15 May 2013

Casting Pebbles in the Chasm

Brett sucked a lungful of cigarette smoke, harsh Vietnamese tobacco exhaled out in viscous tendrils that disappeared quickly in the updraft from the chasm. He found the hot brackishness oddly pleasant. He wondered when he would quit the habit after years of fruitless attempts.

The soldier laughed, iron-brittle in the winter air. Smoking would not be what killed him, he knew. So it really held no consequence for him. If anything killed him (and these days, one was never certain that death was final) it would be the stellar black below his dangling feet. The black, or some nightmare that dwelled within.

It was otherwise quiet there on the Rim. His platoon mates were dead, or nearly so, and scattered around behind him. The lucky ones died swiftly, before they glimpsed the horrors sweeping out of the depths into which Brett stared. The not so lucky died screaming their throats raw, plucking at their faces in vain. Brett wondered why he had been spared. There was no telling if he was blessed with fortune or if some other, greater terror awaited him.

His face went slack. The cigarette dangled from a bruised and bitten lip. Perhaps it was blood that held it so, the mere whisper of adhesion holding it in place. The soldier barely noticed. His thoughts were muddled, a smear of action and terror dulled by shock. Cold was creeping in. That minor circumstance troubled him more than he wanted to allow. If the suit was failing, well, then he truly stood not a chance.

A shiver passed up his spine, electric and cold. Training took over. His right hand tightened around the grip on his only remaining weapon, a late model projectile thrower that had turned out remarkably effective against the things coming out of the dark. A tactical refinement that now seemed to come too late to do much good. Brett sighed again. The intake of metallic air, tinged with the smell of alien rocks, brought his mind back to the helmet resting against his left hip.

"I should put it on," he said to the corpses and the darkness, "Gotta be safe." He chuckled.

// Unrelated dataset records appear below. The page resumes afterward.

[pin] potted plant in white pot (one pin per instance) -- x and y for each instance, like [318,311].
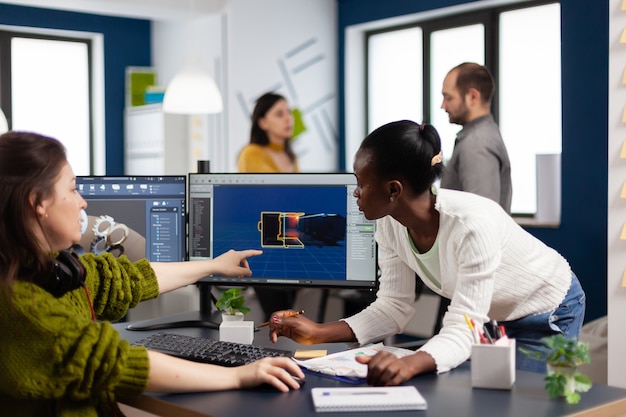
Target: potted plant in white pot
[563,356]
[233,327]
[232,304]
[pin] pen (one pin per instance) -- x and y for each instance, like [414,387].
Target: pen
[294,314]
[471,326]
[480,335]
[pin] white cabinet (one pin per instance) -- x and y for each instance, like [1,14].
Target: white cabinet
[155,143]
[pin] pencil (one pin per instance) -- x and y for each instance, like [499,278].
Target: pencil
[294,314]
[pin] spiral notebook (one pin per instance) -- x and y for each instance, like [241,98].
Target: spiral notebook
[367,399]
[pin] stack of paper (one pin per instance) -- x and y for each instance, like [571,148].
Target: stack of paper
[343,366]
[367,399]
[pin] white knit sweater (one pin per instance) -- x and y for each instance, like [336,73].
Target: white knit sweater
[490,267]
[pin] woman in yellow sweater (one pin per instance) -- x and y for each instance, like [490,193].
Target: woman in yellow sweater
[59,355]
[269,149]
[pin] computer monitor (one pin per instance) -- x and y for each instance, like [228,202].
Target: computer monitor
[138,216]
[308,225]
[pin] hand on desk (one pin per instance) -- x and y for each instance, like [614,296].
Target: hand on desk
[386,369]
[296,327]
[306,332]
[282,373]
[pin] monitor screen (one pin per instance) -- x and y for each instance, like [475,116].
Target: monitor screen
[308,225]
[138,216]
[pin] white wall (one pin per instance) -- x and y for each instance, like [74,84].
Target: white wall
[616,265]
[250,49]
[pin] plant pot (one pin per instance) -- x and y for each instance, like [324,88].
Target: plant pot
[237,331]
[238,316]
[569,372]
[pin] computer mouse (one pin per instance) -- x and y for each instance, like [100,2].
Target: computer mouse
[268,387]
[300,381]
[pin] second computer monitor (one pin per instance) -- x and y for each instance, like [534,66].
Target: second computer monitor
[308,225]
[136,216]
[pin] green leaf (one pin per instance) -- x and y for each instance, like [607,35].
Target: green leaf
[572,398]
[232,301]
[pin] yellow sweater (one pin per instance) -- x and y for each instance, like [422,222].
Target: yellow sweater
[254,158]
[55,361]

The sun was going down. That meant the things would be on the move again soon. He thought he heard whispers rising up on the chasm breeze. "Just wind," he told himself. The hairs still stood up on his neck. He flung the cigarette into the void. Sitting still for a few heartbeats, he began to gather pebbles in his left hand. The stone was greenish, with an odd shimmer that was accentuated by the bluish light of the sun.

He filled his hand, then poured the pebbles into a small cone. He picked up a pebble and cast it into the chasm. "I coming for you!" he barked into the blackness. The wind seemed to slow with a minute change in direction. He chucked another pebble into the void.

"You!"
"And you!"

His voice began to echo. The wind slowed, stopped, then reversed direction. More pebbles flew, vanishing completely in the featureless void. The voice, if that is what they were, grew louder. The sibilant chorus sounded to Brett like the mutterings of lunatics. He thought he heard screams, one of which he could have sworn was something calling his name.

Shadows on the rim lengthened. The soldier cast in a final pebble. There was a shriek from below, rising on the ice-cold wind that had once again changed direction. Something down there laughed.

Brett picked up his helmet, settling it on the grit and blood-encrusted rim that served as the locking seat. The suit powered up, LED's blinking to full go status mode. Only the ammo indicator had dipped into the warning red zone. The supply was woefully short.

Brett sighed. Nothing was to be done. It was move or die. He leaned forward. The suit power surged in anticipation. Brett grinned, a wolfling all alone. "I'm coming for you," he whispered.

The groans and gnashings in the dark grew louder. Brett pushed up and out, leaping off the rim with the gun pointed forward. He dove into the chasm without a sound, swallowed up as if he never existed. There was light, but it never made it past the rim. The things in the dark embraced the soldier, and sang of his courage for millennia.